The Future of Education conversation explores how the education system can ensure every child in the ACT can access the education that will make them the best they can be.
This conversation is broad, seeking voices not normally engaged in discussions about education and includes the lived experiences of students and teachers and the community.
So far we have heard from over 2,500 people across school communities, community organisations and the broader community.
Themes have started to emerge and we now invite you to help us dig a bit deeper by telling us anything that might be missing or anything that is particularly important.
We encourage you to continue to share your ideas, and ask that you encourage your family, friends and colleagues to join the conversation too.
Head online for a full summary of themes and to provide your feedback.
Learning for the future
Many of you told us that students need to be learning the skills that will be necessary in the workplaces of tomorrow. Many academics predict that it will become less important for students to learn content or knowledge, and more important for them to develop the skills to acquire and interpret knowledge.
Starting and changing school can be a challenging and exciting time for students and families, who need to adjust to new roles, identities, expectations and relationships. We’ve heard that the community would like more support and programs for students to help ease their transitions (including between schools and from college into work, training or university).
Many of you want our school system to allow students to learn in a way that is centred on their individual skills and interests so that they develop a love of learning. Many teachers and students told us that they would like more individualised and tailored learning options, including more extended classes for gifted students and more support for students who are struggling.
(In)consistency between schools
We have received feedback about the differences between schools across a number of areas, including what is taught, how each school links with the community and how each school uses data. Feedback has noted the importance of being able to personalise practice to reflect community needs, while also raising questions about whether there are enough frameworks in place to support consistent practice across all schools.

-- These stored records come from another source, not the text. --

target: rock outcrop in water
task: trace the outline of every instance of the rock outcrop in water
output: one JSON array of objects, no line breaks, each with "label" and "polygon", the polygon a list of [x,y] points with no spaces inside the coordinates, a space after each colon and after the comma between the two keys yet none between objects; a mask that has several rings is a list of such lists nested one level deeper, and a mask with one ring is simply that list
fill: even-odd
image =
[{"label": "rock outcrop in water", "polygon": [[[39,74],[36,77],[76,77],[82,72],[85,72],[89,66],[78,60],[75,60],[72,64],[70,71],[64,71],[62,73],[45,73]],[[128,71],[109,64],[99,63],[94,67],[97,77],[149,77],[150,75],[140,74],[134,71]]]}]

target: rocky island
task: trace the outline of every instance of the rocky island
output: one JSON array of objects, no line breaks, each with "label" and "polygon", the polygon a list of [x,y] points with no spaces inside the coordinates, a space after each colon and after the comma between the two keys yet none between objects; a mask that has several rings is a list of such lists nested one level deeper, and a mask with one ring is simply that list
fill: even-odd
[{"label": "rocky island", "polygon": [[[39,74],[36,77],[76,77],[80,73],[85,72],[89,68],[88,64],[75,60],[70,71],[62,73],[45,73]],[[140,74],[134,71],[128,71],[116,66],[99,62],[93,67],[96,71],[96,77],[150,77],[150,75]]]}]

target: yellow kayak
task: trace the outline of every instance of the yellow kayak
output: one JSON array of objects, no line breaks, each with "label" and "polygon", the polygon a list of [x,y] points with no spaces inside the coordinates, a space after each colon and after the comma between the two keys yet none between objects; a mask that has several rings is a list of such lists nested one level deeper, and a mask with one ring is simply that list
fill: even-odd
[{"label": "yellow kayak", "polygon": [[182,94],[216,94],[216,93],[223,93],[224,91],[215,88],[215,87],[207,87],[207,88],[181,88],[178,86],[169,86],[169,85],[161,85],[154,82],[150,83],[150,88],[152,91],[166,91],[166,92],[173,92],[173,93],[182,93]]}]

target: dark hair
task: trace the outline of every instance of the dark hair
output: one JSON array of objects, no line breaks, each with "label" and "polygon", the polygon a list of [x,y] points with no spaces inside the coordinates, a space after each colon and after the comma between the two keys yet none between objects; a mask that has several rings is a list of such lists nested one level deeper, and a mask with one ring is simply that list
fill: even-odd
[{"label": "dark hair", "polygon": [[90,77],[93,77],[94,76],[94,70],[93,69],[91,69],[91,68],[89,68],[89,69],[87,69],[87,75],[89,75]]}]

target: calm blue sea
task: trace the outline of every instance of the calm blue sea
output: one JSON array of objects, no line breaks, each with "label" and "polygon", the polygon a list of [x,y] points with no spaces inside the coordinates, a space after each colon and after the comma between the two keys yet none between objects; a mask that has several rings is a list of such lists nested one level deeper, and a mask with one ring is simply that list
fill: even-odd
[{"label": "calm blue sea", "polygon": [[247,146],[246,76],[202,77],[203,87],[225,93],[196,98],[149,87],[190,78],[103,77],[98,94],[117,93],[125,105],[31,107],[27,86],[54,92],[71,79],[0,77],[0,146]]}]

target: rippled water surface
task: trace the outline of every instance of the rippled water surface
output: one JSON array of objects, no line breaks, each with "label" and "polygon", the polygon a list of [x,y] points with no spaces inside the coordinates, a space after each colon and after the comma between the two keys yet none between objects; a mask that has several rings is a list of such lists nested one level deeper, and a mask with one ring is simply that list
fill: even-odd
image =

Opportunities and pathways for all
You have told us that we need a broader range of programs to meet the diverse needs and desires of our students, particularly those in the ‘margins’ or who are falling behind. You also told us that we need to focus less on university or academia as the pathway after school and to acknowledge different pathways young people take.
Wellbeing and life skills
Feedback has clearly told us that as well as academic skills, you want students to be learning skills around emotional and social wellbeing. This aligns with the research which has shown very strong links between emotional wellbeing and academic performance.
What we should be measuring and evaluating
The feedback clearly shows that parents’ highest priority is that their children are happy, engaged and learning how to learn. Many respondents questioned what assessment data currently tells us and expressed a view that it does not identify the full range of individual students’ progress.
Collaboration and support to meet student need
A lot of feedback discussed the need for a whole of community approach to meeting the complex range of needs of our students and families. You’ve mentioned a need for stronger partnerships with and between ACT Government services as well as between schools and community organisations.
We received overwhelmingly positive comments about our teachers. Many also mentioned the need for ongoing support for teachers, including professional development, collaboration, and training about how to understand and work with complex behaviours.
What is Inclusion?
You’ve said to us that diversity in the student population should be seen as the norm, and as a strength rather than being looked at through a lens of deficit. An opportunity exists to clearly articulate what is meant by successful inclusion within learning environments. ●
This article appeared in ParentACTion Magazine, Term 4, 2017.